The proposal was tacked onto another healthcare measure, House Bill 493, before the Senate agreed to it in a party-line vote about 5 minutes before the midnight cutoff for the next-to-the-last day of the current legislative session, sending it to the governor to sign it into law. It aims to prohibit the use of state employees or resources to encourage the public to enroll in what has become known as Obamacare.
“I think it sends a message repeatedly today that we do not agree with the Affordable Care Act,” said Senate Health Committee Chairwoman Renee Unterman, a nurse and a Republican from Buford.
Before it was weakened, the original proposal, sponsored by Rep. Jason Spencer, R-Woodbine, and a group of tea-party freshmen had a blanket ban on state activity to implement the federal law. It blocked the insurance commissioner from enforcing the federal mandates in policies sold in the state, and it empowered the attorney general to prosecute anyone or any state agency that stepped over the line.
It specifically would have required the University of Georgia to turn over to the state general treasury a $2.2 million federal grant to supply “navigators” who help members of the public find an insurance plan. And it would have kept school employees from carrying out the navigator role.

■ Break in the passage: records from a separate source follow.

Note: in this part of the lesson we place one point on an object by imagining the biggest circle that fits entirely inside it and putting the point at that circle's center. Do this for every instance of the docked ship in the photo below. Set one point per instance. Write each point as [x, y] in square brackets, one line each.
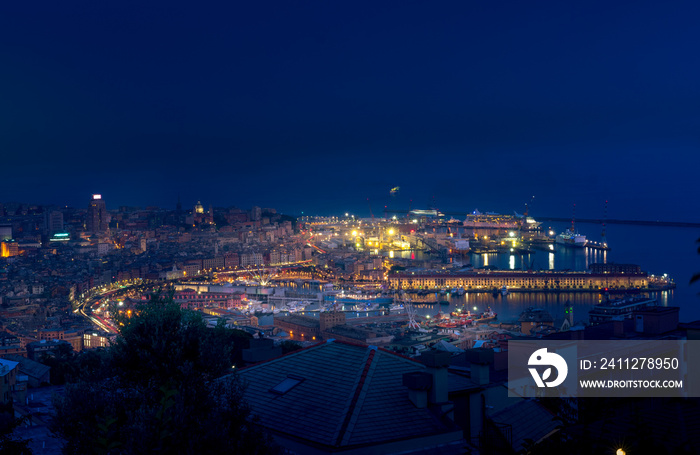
[618, 309]
[468, 317]
[571, 238]
[357, 298]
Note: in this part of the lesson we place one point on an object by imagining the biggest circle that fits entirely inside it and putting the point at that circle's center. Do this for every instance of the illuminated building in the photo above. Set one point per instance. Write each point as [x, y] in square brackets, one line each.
[96, 220]
[5, 232]
[8, 249]
[54, 222]
[199, 208]
[521, 280]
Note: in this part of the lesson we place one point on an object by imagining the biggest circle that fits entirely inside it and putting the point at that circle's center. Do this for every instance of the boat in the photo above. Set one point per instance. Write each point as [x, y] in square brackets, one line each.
[396, 308]
[619, 309]
[358, 299]
[486, 316]
[571, 238]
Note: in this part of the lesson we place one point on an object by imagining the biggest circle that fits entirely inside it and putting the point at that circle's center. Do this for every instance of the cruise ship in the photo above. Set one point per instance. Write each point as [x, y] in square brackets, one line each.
[570, 238]
[618, 309]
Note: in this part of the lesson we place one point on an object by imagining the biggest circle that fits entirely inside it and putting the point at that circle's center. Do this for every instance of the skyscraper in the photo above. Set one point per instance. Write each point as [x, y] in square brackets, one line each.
[97, 215]
[54, 222]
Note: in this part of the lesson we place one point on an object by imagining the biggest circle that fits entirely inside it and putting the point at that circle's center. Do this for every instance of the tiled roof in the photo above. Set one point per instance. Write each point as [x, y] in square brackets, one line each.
[529, 420]
[350, 395]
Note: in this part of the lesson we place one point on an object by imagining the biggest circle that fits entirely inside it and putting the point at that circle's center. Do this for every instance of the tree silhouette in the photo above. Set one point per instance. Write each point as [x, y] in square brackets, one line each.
[159, 390]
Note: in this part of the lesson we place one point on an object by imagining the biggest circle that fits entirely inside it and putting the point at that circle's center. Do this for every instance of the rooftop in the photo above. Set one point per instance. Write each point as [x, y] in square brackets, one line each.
[339, 395]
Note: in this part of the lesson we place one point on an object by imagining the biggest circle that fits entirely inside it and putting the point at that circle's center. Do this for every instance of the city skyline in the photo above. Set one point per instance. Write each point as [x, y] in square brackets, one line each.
[317, 108]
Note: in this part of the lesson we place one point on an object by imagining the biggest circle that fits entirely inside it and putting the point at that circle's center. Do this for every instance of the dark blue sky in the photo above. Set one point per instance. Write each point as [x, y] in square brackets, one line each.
[317, 106]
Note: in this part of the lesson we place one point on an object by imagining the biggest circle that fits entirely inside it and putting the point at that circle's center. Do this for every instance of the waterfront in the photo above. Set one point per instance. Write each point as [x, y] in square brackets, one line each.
[657, 250]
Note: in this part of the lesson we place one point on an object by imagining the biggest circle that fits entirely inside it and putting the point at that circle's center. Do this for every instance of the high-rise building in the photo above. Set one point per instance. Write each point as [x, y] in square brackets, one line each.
[255, 213]
[97, 215]
[54, 222]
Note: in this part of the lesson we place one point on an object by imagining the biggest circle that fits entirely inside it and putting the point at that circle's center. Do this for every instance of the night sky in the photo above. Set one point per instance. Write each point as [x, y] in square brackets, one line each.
[317, 106]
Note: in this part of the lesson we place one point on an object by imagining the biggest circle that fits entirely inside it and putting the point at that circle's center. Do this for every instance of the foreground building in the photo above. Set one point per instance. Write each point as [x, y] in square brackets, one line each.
[337, 397]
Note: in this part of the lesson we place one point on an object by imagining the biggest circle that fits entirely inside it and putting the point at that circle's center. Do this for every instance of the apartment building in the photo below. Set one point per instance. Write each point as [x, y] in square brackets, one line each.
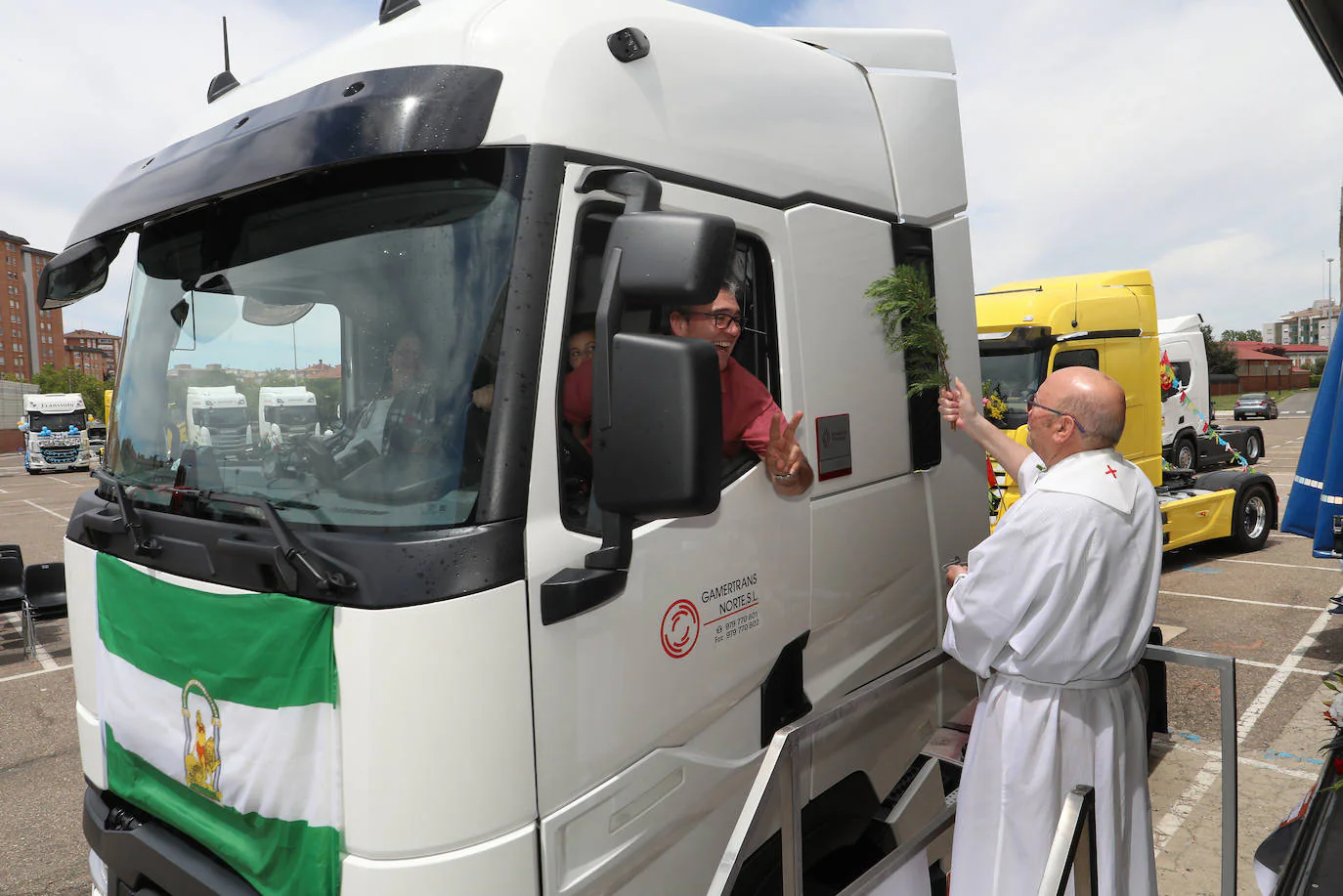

The version that ultimately passed allows the school to complete the functions under the current grant but would prohibit it from getting a new one. Plus it now says the insurance commissioner is in no way prevented from policing the insurance companies and following up on complaints.
Also exempted from the prohibitions of the version sent to the governor are “institutions of higher learning or otherwise.” State employees can’t try to influence public opinion but they can influence public policy.
Asked what practical effect the bill will have after all of the exceptions, Unterman said, “I think it’s a very strong statement.”
Democrats complained that the bill amounted to efforts by southern states in the 1850s to nullify federal laws they didn’t agree with. They also compared it to southerners’ reluctance to end racial segregation despite federal laws and court decisions.
They claimed Republicans chiefly are bucking the federal law because they don’t like President Barack Obama.
“We in this state have a political problem,” said Sen. David Lucas, D-Macon. “You don’t like the man who did the plan.”
Earlier in the day, the Senate gave final passage of HB 990, which addresses another aspect of Obamacare, namely the expansion of Medicaid. Sponsored by the leaders of the House and also hotly debated by Democrats, it requires the legislature to approve any changes in Medicaid eligibility that would allow people with higher incomes to enroll.
Obamacare was designed with Medicaid being expanded to cover more people of modest incomes. Those with middle incomes can get insurance through health exchanges with taxpayers subsidizing the premiums.
The U.S. Supreme Court ruled states have the option not to expand Medicaid, and Georgia is among those that chose not to, citing the cost to the state budget. In arguing for HB 990, Republican leaders said that only the legislature should authorize Medicaid changes because the state constitution requires the General Assembly to balance the budget every year.
Gov. Nathan Deal has 40 days to decide to sign or veto the bills after the legislature wraps up Thursday. He has said he agrees with HB 990, and Spencer said the governor was part of the negotiations on the final version of the bill to block Obamacare implementation.